過去の倍率と試験日を調べて、受験できる自治体を複数受験する人は少なくありません。

臨時講師と非常勤講師

公立小・中学校で「非正規教員」、つまり臨時的任用である常勤講師と非常勤講師をしている人は、平成17(2005)年度にはそれぞれ48,339人、35,966人でしたが、平成23(2011)年度には62,131人、50,234人に増加しています。

つまり、平成17年度、非正規教員は教員全体の12.3%でしたが、6年後には16.0%に増えているのです。

講師は、産休・育休代替の教員としては言うまでもなく、病気などで長期的に欠勤しなければならない教諭がいた場合や、早期退職して欠員が出た場合などに臨時的に採用されます。
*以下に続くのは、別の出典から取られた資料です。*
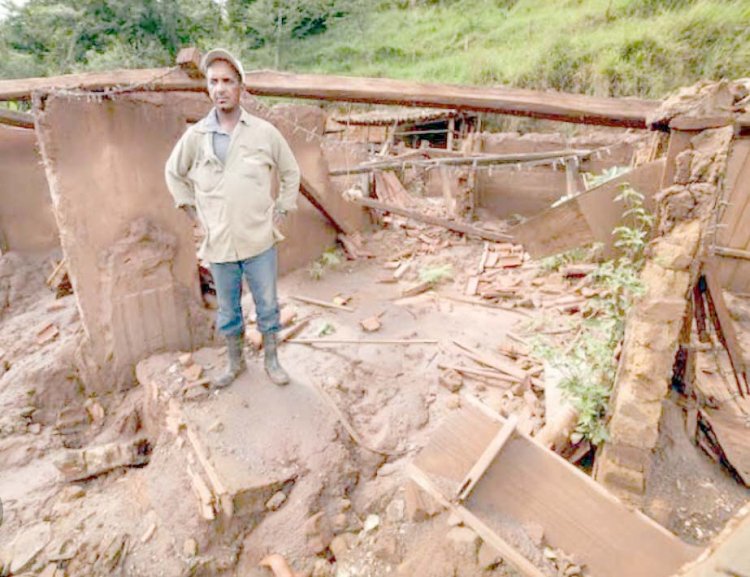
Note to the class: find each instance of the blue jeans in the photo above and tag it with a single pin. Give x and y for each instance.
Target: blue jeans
(260, 272)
たとえ採用試験に合格できなかったとしても、講師として勤務する希望があることを登録しておけば、中学校の教壇に立つことができます。そして、その経験を基に翌年以降、採用試験に再挑戦するという人もいます。

中学校教師採用試験の受験者数・合格率・倍率

中学校教師採用試験受験者数

中学校教員採用試験の受験者数は毎年6万人前後で推移しています。平成27年度の受験者数は60,320人でした。
中学校教師採用試験受験者数_27

中学校教師採用試験採用者数

中学校教員採用試験の採用者数は、ここ10年間増加の傾向があります。平成27年度の採用数は8,411人となりました。団塊世代の退職者が増え、教員を増員する必要があったためですが、採用増も一段落し、今後は横ばいとなっていくと予想されます。
中学校教師採用試験採用者数_27

中学校教師採用試験採用倍率

採用倍率はかつては18倍ほどありましたが、採用増に伴い倍率は低下し、直近の3年間は7倍ほどとなっています。平成27年度試験の採用倍率は7.2倍となりました。なお、男性は7.7倍、女性は6.6倍と男性の方がやや高い倍率です。
中学校教師採用試験採用倍率_27

中学校教師採用試験受験者男女比率

以前は女性の受験者比率が高かった中学校教諭採用試験ですが、平成18年から男女比率が逆転しています。平成27年度の受験者男女比率は男性58.7%、女性41.3%となりました。
中学校教師採用試験受験者数男女比率_27

中学校教師採用試験採用者男女比率

採用者の男女比率の割合は、受験者数の比率と比べるとやや女性が多くなっています。平成27年度の採用者男女比率は男性55.0%、女性45.0%となりました。
中学校教師採用試験採用者数男女比率_27

平成27年度 中学校教師採用試験受験者の新卒・既卒比率

平成27年度の中学校教師採用試験の受験者の割合は新卒が30.4%、既卒が69.6%でした。臨時教員として働きながら、試験を受ける人が多いため、既卒の割合が多い傾向にあります。
中学校採用試験新規・既卒受験者の割合_27

平成27年度 中学校教師採用試験受験者の新卒・既卒採用率

平成27年度の中学校教師採用試験の受験者の割合は新卒が30.4%、既卒が69.6%でした。臨時教員として働きながら、試験を受ける人が多いため、既卒の割合が多い傾向にあります。
中学校教師採用試験新規・既卒採用率_27

平成27年度 中学校教師採用試験受験者の学歴別採用率

中学校教師採用試験の学歴別採用者数は一般大学が最も多く5,361人となっています。一般大学の採用率は12.2%、教員養成大学の採用率は24.2%となっています。なお、「教員養成大学・学部」とは、国立の教員養成大学・学部出身者のことを指します。
中学校教師採用試験学歴別採用者数_27

中学校教師採用試験試験の概要

中学校教師の採用試験は、各都道府県で行われます。詳細については各都道府県のホームページをご確認ください。

試験日

一次選考は7月、二次選考は8月に実施。

受験資格

受験する教科(科目)の中学校教諭普通免許状
受験する教科(科目)の高等学校教諭普通免許状
◆中学校、高等学校の両方の免許状が必要です。 

試験内容

<第一次選考>
教職教養〔60分間〕
専門教養〔60分間〕
論文〔90分間〕

<第二次選考>
面接:集団面接、個人面接
実技:◆中高共通、小中共通、特別支援学校の音楽・美術・保健体育・英語の受験者が対象です。

※詳細および最新の情報は各都道府県の教員採用ホームページをご確認ください。